I mean again, it’s one of those things where there are lot of factors that are weighed price as you can tell us. It’s not something we talked about directly. Price is an indirect influence. Price is not a direct influence in that you shouldn’t decide to work with an agency or not work with an agency based on price. It should be based on other factors that are more central to actually moving the needle. Because price is relative in that something could be expensive or cheap depending on what your own experiences or what you’re comparing it against. It doesn’t really matter at the end of the day. So if something costs twice as much but it provides twice as much benefit, then it’s still worth it or it’s the same end result. So I think that’s the key consideration here is it’s not Christ that you should be looking at directly. It’s all these other factors. And if you align these other factors correctly, price, depending on whether it’s hiring a really expensive in house person or a really expensive agency or freelancer is almost, should always be worth it, assuming these other things are hit.

Daniel: (22:46)

Yup. Very, very true. So there you go. So that’s, that’s a great perspective on hiring agency and the value that it does create for you if you’re willing to invest. As always Brad we appreciate your time and your insights. It’s great to have your point of view. And I’m sure this has been valuable for people in this position, considering actually hiring an agency. So thank you.

Brad: (23:09)

Thank you. Yeah. Hope it was helpful.

Highlights

Unicorn writers are hard to come by. But an agency may be able to help. (04:46)

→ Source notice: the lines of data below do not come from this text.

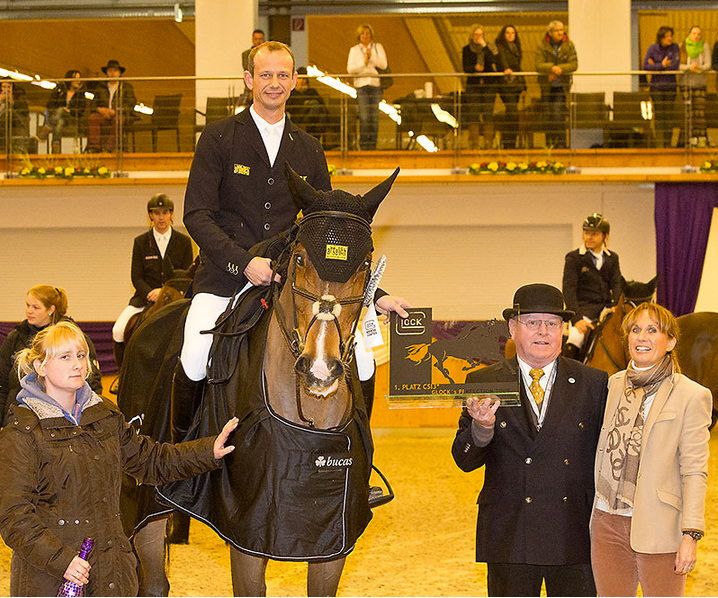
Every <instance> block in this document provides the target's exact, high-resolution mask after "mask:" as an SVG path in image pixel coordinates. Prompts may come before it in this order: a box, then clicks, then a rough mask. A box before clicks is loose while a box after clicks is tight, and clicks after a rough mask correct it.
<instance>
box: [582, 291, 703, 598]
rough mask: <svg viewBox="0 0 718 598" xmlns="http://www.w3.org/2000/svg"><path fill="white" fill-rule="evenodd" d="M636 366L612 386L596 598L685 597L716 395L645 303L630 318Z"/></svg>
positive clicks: (595, 546)
mask: <svg viewBox="0 0 718 598" xmlns="http://www.w3.org/2000/svg"><path fill="white" fill-rule="evenodd" d="M623 332H624V335H625V336H626V341H627V344H628V350H629V353H630V356H631V362H630V363H629V366H628V369H626V370H624V371H623V372H619V373H617V374H614V375H613V376H612V377H611V378H610V379H609V382H608V400H607V402H606V412H605V416H604V422H603V428H602V430H601V435H600V437H599V443H598V450H597V452H596V467H595V481H596V497H595V499H594V503H593V513H592V517H591V562H592V565H593V573H594V577H595V581H596V588H597V589H598V595H599V596H635V595H636V592H637V590H638V584H639V583H640V584H641V589H642V592H643V595H644V596H683V595H684V593H685V580H686V574H687V573H689V572H690V571H691V570H693V567H694V566H695V563H696V555H697V546H698V541H699V540H700V539H701V537H702V536H703V533H704V531H705V518H704V509H705V496H706V478H707V474H708V441H709V439H710V433H709V431H708V427H709V426H710V423H711V406H712V400H711V393H710V391H709V390H708V389H707V388H704V387H703V386H701V385H700V384H697V383H695V382H693V381H692V380H689V379H688V378H686V377H685V376H684V375H682V374H681V373H680V371H679V368H678V363H677V361H676V358H675V354H674V352H673V349H674V348H675V346H676V342H677V341H678V322H677V321H676V318H675V317H674V316H673V314H671V312H670V311H668V310H667V309H665V308H664V307H661V306H660V305H657V304H654V303H643V304H641V305H639V306H638V307H636V308H635V309H633V310H632V311H631V312H630V313H629V314H628V315H627V316H626V317H625V319H624V320H623Z"/></svg>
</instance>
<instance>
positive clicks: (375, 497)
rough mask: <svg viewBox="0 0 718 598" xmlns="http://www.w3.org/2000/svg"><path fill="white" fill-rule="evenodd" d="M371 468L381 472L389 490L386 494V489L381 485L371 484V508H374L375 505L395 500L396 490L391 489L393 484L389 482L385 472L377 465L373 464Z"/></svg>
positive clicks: (383, 480)
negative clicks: (383, 473)
mask: <svg viewBox="0 0 718 598" xmlns="http://www.w3.org/2000/svg"><path fill="white" fill-rule="evenodd" d="M371 468H372V469H373V470H374V471H376V472H377V473H378V474H379V477H380V478H381V480H382V482H384V485H385V486H386V490H387V494H384V489H383V488H382V487H381V486H370V488H369V508H370V509H373V508H374V507H380V506H381V505H385V504H386V503H388V502H391V501H392V500H394V491H393V490H392V489H391V484H389V480H387V479H386V477H384V474H383V473H382V472H381V471H379V470H378V469H377V467H376V466H375V465H372V466H371Z"/></svg>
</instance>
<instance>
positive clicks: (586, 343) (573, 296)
mask: <svg viewBox="0 0 718 598" xmlns="http://www.w3.org/2000/svg"><path fill="white" fill-rule="evenodd" d="M610 232H611V225H610V224H609V223H608V220H606V219H605V218H604V217H603V216H602V215H601V214H597V213H593V214H591V215H590V216H588V217H587V218H586V219H585V220H584V221H583V243H582V245H581V246H580V247H579V248H578V249H574V250H573V251H571V252H569V253H567V254H566V263H565V264H564V268H563V296H564V299H565V301H566V309H570V310H571V311H573V312H575V314H576V315H575V316H573V317H572V318H571V322H570V325H569V333H568V340H567V341H566V345H565V346H564V349H563V355H564V356H566V357H571V358H573V359H578V360H582V358H583V357H584V353H585V349H586V347H587V345H588V343H586V339H587V338H588V336H589V333H590V332H591V331H592V330H593V329H594V327H595V325H596V323H597V322H598V321H599V319H600V317H601V313H602V312H603V310H604V309H613V307H614V306H615V305H616V303H617V302H618V298H619V297H620V296H621V268H620V266H619V264H618V254H617V253H616V252H614V251H609V250H608V247H607V245H608V235H609V233H610Z"/></svg>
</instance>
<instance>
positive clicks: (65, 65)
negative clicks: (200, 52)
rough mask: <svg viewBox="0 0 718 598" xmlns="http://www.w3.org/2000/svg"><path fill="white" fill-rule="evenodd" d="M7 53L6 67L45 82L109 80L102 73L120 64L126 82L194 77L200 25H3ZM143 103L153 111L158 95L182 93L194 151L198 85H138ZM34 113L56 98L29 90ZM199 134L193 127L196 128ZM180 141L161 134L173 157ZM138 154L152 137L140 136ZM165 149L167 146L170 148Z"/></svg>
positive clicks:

This always makes me laugh when I see like a job posting and this company is super obscure and what they do is super specific and they’re like, we’re going to hire a writer in Denver, Colorado that has to have these qualifications. And it’s like, yeah, good luck finding that one unicorn person with all these random skills and experiences, like you’re never going to find it. And so that’s what an agency gives you is the ability to say, okay, we’re looking for this random thing. And the agency makes it happen. That’s generally what they excel at.

How agencies help companies avoid the pitfalls of putting all their eggs in one basket. (12:31)

One issue with contractors is that if you’re completely reliant on one person for something, when something goes wrong, which things always go wrong, then shit slows down and grinds to a halt. And so with an agency I can, if something happens to one writer, if someone’s sick, if someone gets in an accident, if something happens, we could just shift their workload to someone else like that and it’s not a big deal cause that’s again, that’s what we’re set up for.

Brad suggests this to get the most out of an agency.  (18:53)

Agencies are really good at what they do. Agencies are not good at knowing your business. You need to help them. What I like to see is like at least a couple of people like at least a content lead or like someone managing it and possibly also a project manager. Because most content people aren’t good at managing projects. So I like to see that stuff in house before I want to work with a client. And so it’s kinda like the same boat where it’s you need to be set up in such a way to get the most value out of it ultimately.